Puig Antich’s sister: ‘They killed him here, every time we come here it is upsetting’
Catalan News visits La Model to interview family of Salvador Puig Antich, the last person executed in Barcelona’s infamous prison
Barcelona’s La Model prison is one of the most infamous and iconic sites in the city, it is also the place where one of the most infamous executions of the Franco regime took place. On March 2, 1974, a 25-year-old militant anarchist called Salvador Puig Antich was executed by garrote -a device that strangles the victim- and Puig Antich is now remembered as the last person to be executed in the notorious penitentiary that was finally closed last year.
Puig Antich’s death turned him into an icon for Catalan supporters of independence. Since his execution, Puig Antich has become the subject of books, plays and films, as well as providing inspiration for top Catalan artists. Exactly one year since La Model was closed, the Catalan News Agency talked to Puig Antich’s sisters, Imma and Carme, in the very building where their brother met his tragic end and was catapulted into the history books.

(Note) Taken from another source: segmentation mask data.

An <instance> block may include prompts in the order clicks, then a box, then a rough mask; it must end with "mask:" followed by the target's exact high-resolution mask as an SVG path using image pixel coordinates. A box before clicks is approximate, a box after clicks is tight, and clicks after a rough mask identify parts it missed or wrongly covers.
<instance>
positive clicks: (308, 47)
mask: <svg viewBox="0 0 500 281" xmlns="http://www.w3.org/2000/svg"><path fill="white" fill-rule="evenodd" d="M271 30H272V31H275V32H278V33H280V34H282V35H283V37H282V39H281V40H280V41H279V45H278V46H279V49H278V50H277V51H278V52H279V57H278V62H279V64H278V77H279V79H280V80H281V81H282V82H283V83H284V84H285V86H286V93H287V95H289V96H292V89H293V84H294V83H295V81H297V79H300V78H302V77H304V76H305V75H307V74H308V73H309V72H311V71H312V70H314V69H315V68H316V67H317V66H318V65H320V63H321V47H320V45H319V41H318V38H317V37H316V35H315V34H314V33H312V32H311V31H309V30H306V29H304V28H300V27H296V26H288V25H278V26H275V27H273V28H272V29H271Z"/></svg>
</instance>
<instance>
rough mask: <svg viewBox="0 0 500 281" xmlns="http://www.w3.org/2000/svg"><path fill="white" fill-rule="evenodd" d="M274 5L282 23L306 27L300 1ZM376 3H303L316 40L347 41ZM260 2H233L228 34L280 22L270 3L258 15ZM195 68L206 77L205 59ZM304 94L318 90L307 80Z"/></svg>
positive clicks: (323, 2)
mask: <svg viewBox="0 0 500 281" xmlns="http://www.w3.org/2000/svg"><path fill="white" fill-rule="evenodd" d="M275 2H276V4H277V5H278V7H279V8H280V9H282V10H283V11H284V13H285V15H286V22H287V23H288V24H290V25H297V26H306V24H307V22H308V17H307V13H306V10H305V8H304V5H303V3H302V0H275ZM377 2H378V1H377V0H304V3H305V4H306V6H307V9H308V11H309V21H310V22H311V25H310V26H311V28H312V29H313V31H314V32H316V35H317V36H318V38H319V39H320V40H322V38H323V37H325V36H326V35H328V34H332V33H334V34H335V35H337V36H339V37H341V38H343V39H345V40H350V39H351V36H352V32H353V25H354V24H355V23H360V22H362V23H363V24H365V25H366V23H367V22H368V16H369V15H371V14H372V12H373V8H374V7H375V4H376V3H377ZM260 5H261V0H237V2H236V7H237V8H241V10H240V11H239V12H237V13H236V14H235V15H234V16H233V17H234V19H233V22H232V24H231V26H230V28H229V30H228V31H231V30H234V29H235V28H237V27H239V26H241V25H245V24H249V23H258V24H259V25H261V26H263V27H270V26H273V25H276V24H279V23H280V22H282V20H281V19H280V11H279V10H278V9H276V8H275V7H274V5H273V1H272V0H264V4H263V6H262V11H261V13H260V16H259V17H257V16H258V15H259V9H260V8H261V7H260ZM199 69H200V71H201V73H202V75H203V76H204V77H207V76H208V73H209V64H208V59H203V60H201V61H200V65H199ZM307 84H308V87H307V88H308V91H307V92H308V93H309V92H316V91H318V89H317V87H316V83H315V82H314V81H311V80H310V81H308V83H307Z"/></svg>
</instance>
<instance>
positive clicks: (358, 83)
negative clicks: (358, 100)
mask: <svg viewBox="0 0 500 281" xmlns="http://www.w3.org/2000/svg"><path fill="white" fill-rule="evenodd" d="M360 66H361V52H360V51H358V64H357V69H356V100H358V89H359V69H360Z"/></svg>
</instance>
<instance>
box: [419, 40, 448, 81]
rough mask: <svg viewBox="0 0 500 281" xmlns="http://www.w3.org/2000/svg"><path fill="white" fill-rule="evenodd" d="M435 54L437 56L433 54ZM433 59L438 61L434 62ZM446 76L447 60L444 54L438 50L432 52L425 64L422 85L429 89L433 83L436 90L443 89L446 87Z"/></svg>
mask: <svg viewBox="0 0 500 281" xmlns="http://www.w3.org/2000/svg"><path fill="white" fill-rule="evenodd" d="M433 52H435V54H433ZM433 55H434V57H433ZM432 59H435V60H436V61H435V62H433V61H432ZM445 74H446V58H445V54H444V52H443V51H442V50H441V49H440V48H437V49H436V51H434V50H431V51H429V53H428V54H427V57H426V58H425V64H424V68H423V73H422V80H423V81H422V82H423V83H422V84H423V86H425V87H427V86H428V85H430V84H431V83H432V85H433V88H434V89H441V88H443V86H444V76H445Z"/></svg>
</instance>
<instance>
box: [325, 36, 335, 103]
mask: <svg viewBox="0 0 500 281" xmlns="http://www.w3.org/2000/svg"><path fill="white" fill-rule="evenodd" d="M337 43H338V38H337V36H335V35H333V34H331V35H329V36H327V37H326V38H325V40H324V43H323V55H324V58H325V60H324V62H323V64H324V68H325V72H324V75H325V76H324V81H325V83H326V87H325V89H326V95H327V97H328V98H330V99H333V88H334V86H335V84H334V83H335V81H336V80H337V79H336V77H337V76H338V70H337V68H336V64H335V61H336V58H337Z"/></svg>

What does it mean for you to be inside La Model prison?
CARME: It’s very upsetting, because we used to come two times every week for 20 minutes, and then spend 12 hours locked up in the chapel, and they killed him here, every time we come here it is upsetting.
Your brother was the last person executed at La Model. It was internationally recognized. What are your memories of it?
IMMA: We remember it as brutal because not only was he executed but it was by garrote, and the garrote is the most brutal way there is, it is medieval. And later they killed Txiqui, another one, but they shot him, they didn’t kill him by garroting. It is too hard to describe.
Do you believe that enough has been done, in Catalonia, to recover the memory of victims of the Franco dictatorship, like your brother?
CARME: It is a long and difficult subject, for many years absolutely nothing was done, absolutely nothing. After a few years they began doing a few things, but people as individuals, politicians acting for themselves but not for a party. And other people. And since then more has been done, by a lot of everyday people, a great many people have put in a lot of effort, but on a state level nothing has been done.
Since La Model was closed a year ago, Catalonia has gone through complicated times. The same minister who closed it, Carles Mundó, ended up in prison, and nine people are still behind bars… Some say Spain isn’t democratic enough, that not enough has changed. You’ve lived through the dictatorship, what do you think?
CARME: For us it is a backward step, because they won’t let us move forward; there is very little in the way of democracy.
IMMA: The transition was not carried out well, everything was covered up, everything about Francoism was covered up and then we have a democracy with a lot trash swept under the carpet, and until what is under the carpet is cleaned out, not for Salvador, but for all those people who were killed at that time, nothing will have really been achieved. There are people who make an effort but it is a democracy that is not clean, that is not consolidated and we are seeing that more these days.